Public Cloud – Flexible Engine
Cloud Stream – analyse your data in real-time
Analyse real-time big data stream analysis service running on the public cloud
Cloud Stream Service is a real-time big data stream analysis service running on the public cloud. Computing clusters are fully managed by Cloud Stream, enabling you to focus on Stream SQL services. Cloud Stream is compatible with Apache Flink APIs, and Cloud Stream jobs run in real time.
Cloud Stream is a distributed real-time stream computing system featuring low latency (millisecond-level latency), high throughput, and high reliability. Powered on Flink and Spark Streaming, Cloud Stream integrates enhanced features and security, and supports both stream processing and batch processing methods. It provides mandatory Stream SQL features for data processing, and will add algorithms of machine learning and graph computing to Stream SQL in the future.
Product architecture
Cloud Stream Service is based on Flink and Spark engine, it support rich real-time analysis capabilities, include Stream SQL, open-source native FlinkML, Gelly and so on. It support two kind of ecological, one is the HUAWEI cloud services, including DIS and SMN. Another is that through exclusive cluster and peering function, it can connect to open-source cluster like Kafka/Hbase.
Cloud Stream support to connect with following source and sink:
Source:
- DIS: Read streaming data from DIS.
- OBS: Read file once from OBS object.
- Kafka: Consume data from Kafka, this feature only support on exclusive cluster, cause Kafka cluster is user’s cluster, it need to create vpc peering between exclusive cluster and user’s Kafka cluster, thus the exclusive cluster can access user’s data. kafka supported version must be above 0.1
Sink:
- DIS: Send streaming data from DIS.
- Kafka: Produce data to Kafka, this feature only support on exclusive cluster, cause Kafka cluster is user’s cluster, it need to create vpc peering between exclusive cluster and user’s Kafka cluster, thus the exclusive cluster can access user’s data.
- SMN: Send message or mail through SMN.
These features are supported in Stream SQL, user can just write sql to connect with these services. In Flink jar or Spark Streaming jar, user can also access these feature through user defined code base on Flink API or Spark API.
Cloud Stream has the following advantages
Easy to Use
You only need to compile Stream SQL statements in the editor to implement business logic.
Fully Managed
Cloud Stream provides visualized information on running jobs.
Pay-as-you-go
Users only need to pay for the SPUs they use. One SPU includes a one-core CPU and 4 GB memory.
Just Use It
You only need to compile Stream SQL statements to submit and run jobs without the need of focusing on big data frameworks such as Hadoop, Flink, and ZooKeeper.
Isolation
Tenants’ exclusive clusters are physically isolated from each other, so that they can submit user defined job on their own cluster.
High throughput and low latency
The Apache Flink Dataflow model is used.
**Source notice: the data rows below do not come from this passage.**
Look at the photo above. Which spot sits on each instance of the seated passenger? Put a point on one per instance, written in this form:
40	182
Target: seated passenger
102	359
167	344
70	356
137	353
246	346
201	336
The natural pressure mechanism is supported. Real-time data analysis and transfer minimize the data latency.
Cloud Stream provides the following feature
- Stream SQL online analysis
Aggregation functions, such as Window and Join, are supported. SQL is used to express business logic, facilitating service implementation - Distributed real-time computing
Large-scale cluster computing and auto scaling of clusters reduce costs greatly. - Fully hosted clusters
Cloud Stream provides visualized information on running jobs. - Pay-as-you-go
The pricing unit is stream processing unit (SPU), and an SPU contains one core and 4 GB memory. You are charged based on the running duration of specified SPUs, accurate to seconds. - High throughput and low latency
Cloud Stream enables real-time computing services with millisecond-level latency. - Interconnection with SMN
Cloud Stream can connect to Simple Message Notification (SMN), enabling real-time transmission of data analysis results and alarm information to user’s mobile phones in IoT scenarios. - Online SQL job debug
Job debugging helps you check whether the SQL statement logic is correct. After sample data is input manually or using Object Storage Service (OBS) buckets, the correct SQL statement logic will export results as expected. - Spark streaming and structured streaming
You can submit customized spark streaming jobs in exclusive clusters. - Exclusive cluster creation and resource quota allocation for jobs
Tenants can create exclusive clusters, which are physically isolated from shared clusters and other tenants’ clusters and are not subject to other jobs. They can also configure the maximum SPU quota for their exclusive clusters and allocate available clusters and SPU quota for owned users. - Customized Flink job
You can submit customized Flink jobs in exclusive clusters.
Function List
Cloud Stream enables a user to create a real-time analysis job using Stream SQL or User Defined Jar. It also enables a tenant to create exclusive cluster which is physically isolated from the computing resources of other tenants.
Feature | Description | |
Stream SQL | Window The window is used to calculate the aggregate value over a period of time or within a certain amount. For example, a website’s 5-minute clickthrough rate
Do aggregation every period of time(or amount).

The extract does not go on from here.